The Foreign Office have said its aim is that the evacuees will only be in Cyprus for less than 48 hours before they can take up the option of flying to the UK.
It is thought there is only a small window of relative safety for this evacuation effort to exploit.
Among the first group of evacuees to arrive in Cyprus were families with young children, some of them newborns, who were greeted by the Cypriot Red Cross which provided food and toiletries.
They have spent the night in Larnaca and will travel to London on a charter flight set to depart in the morning.
A British man whose sister managed to be evacuated overnight told the BBC she felt an overwhelming sense of relief to have managed to escape a city where food and water have become scarce because it is not safe for people to leave their homes.
He said at one point she and 13 others had only four dates and one egg left to share between them.

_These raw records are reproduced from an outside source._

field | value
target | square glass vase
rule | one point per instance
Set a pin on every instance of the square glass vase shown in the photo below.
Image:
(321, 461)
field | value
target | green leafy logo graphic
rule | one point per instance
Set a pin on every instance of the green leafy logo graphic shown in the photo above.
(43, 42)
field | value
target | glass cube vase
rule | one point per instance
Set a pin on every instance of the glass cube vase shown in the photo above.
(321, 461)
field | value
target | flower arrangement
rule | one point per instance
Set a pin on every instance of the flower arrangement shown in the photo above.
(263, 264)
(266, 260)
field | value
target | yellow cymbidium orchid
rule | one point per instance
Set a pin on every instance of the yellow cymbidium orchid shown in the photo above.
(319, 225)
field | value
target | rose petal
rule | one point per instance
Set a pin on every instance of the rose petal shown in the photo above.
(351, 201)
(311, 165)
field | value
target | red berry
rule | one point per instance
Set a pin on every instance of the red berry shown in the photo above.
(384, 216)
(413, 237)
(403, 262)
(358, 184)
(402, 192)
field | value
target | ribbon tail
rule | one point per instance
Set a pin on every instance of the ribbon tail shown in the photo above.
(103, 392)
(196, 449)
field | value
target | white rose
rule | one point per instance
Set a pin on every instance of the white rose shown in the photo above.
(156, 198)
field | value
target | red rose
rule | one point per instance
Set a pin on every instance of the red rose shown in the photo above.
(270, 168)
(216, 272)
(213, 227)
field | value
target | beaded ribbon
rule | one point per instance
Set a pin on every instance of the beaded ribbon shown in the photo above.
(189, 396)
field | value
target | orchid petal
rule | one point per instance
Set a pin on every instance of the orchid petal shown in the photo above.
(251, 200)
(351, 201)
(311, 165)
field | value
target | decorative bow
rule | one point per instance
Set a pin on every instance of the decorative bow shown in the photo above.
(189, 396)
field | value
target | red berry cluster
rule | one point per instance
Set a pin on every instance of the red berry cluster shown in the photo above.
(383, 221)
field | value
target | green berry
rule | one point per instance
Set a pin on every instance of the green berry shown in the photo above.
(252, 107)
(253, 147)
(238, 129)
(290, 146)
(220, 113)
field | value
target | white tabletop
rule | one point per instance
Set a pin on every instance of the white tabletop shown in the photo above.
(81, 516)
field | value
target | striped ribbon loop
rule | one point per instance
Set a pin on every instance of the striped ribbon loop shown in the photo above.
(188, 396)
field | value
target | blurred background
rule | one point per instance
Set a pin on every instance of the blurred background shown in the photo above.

It is not clear why more British passport holders have not been on the flights so far, but we know of one NHS doctor who is visiting an elderly mother, who herself doesn’t have a UK visa so there is a reluctance to leave her behind.
Around 120 British troops are supporting the evacuation at the Wadi Saeedna airstrip. Downing Street said the British military will defend the airfield in Sudan but clarified efforts would be made to avoid “active engagement” with other forces.
Clashes between the Sudanese army and paramilitary group the Rapid Support Forces (RSF) began on 15 April. Hundreds of people have since died and thousands have been injured in the conflict.
Airlifting large numbers of people out of Sudan has been complicated by major airports becoming battlegrounds, and movement out of the capital has been perilous.
Defence Secretary Ben Wallace previously told LBC Radio there was “some risk that some of the planes are not full” as there were “not thousands at the gate” like the evacuation from Afghanistan two years ago.
The government is also considering a seaborne evacuation from Port Sudan, some 500 miles from the capital. HMS Lancaster and RFA Cardigan Bay have been sent to the region.
A relative of a British-Sudanese elderly couple told BBC Radio 4’s World Tonight that the couple risked getting shot if they leave the house, but risk starving if they stay.
Yasmin Sholgami, from west London, said it was 10 days since she had managed to speak with her grandparents, who live opposite the British Embassy in the Sudanese capital.
She said when she last spoke to her British national grandfather, 89, and grandmother, 75 and his spouse, they did not have food, water or electricity.
She described where they live as a “hotpot for fighting” and it would be “impossible for her grandparents to move”.
More than 2,000 British citizens have registered in Sudan with the Foreign Office, .
Families with children or elderly relatives, or individuals with medical conditions, are being prioritised for the flights.
Only British passport holders and immediate family members with existing UK entry clearance are being told they are eligible for the evacuation flights.
On Tuesday evening, Prime Minister Rishi Sunak visited the Foreign Office’s crisis centre in London, which is overseeing the evacuation efforts. He told staff that “the next 24 hours are absolutely critical”.
Speaking to the media, he added: “The security situation on the ground in Sudan is complicated, it is volatile and we wanted to make sure we could put in place processes that are going to work for people, that are going to be safe and effective.”